One of the first e-mails I received when I got on-line involved Nathan Radlich, his sister, and the late, unlamented Hoochie.
When Nathan Radlich's house was burgled, thieves left his TV, his VCR, and even left his watch. What they did take was "generic white cardboard box filled with greyish-white powder." (That at least is the way the police described it.) A spokesman for the Fort Lauderdale police said "that it looked similar to cocaine and they'd probably thought they'd hit the big time." Then Nathan stood in front of the TV cameras and pleaded with the burglars: "Please return the cremated remains of my sister, Gertrude. She died three years ago."
The next morning, the bullet-riddled corpse of a drug dealer known as Hoochie Pevens was found on Nathan's doorstep. The cardboard box was there too; about half of Gertrude's ashes remained. And there was this note. It said: "Hoochie sold us the bogus blow, so we wasted Hoochie. Sorry we snorted your sister. No hard feelings. Have a nice day."

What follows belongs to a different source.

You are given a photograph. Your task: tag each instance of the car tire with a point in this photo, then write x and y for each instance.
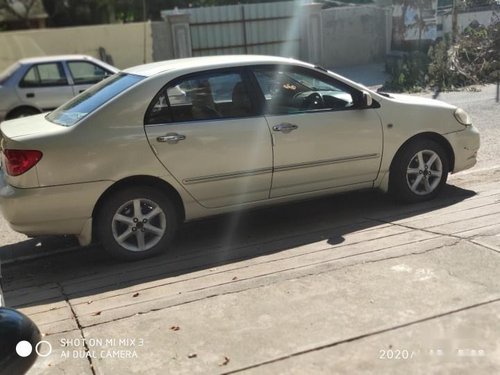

Since we have determined that my sense of humour is a wee bit to the odd side, it should come as no surprise for the Gentle Reader to discover that I find this incredibly funny -- and since the average criminal mastermind is dumber than a box of rocks, I honestly figured this was a true story.
Alas and alack, I was bipping through the Snopes site this evening and discovered that one of my all time favorite crime stories is an Urban Legend.
Oh, well. It's still funny, even if it didn't actually happen.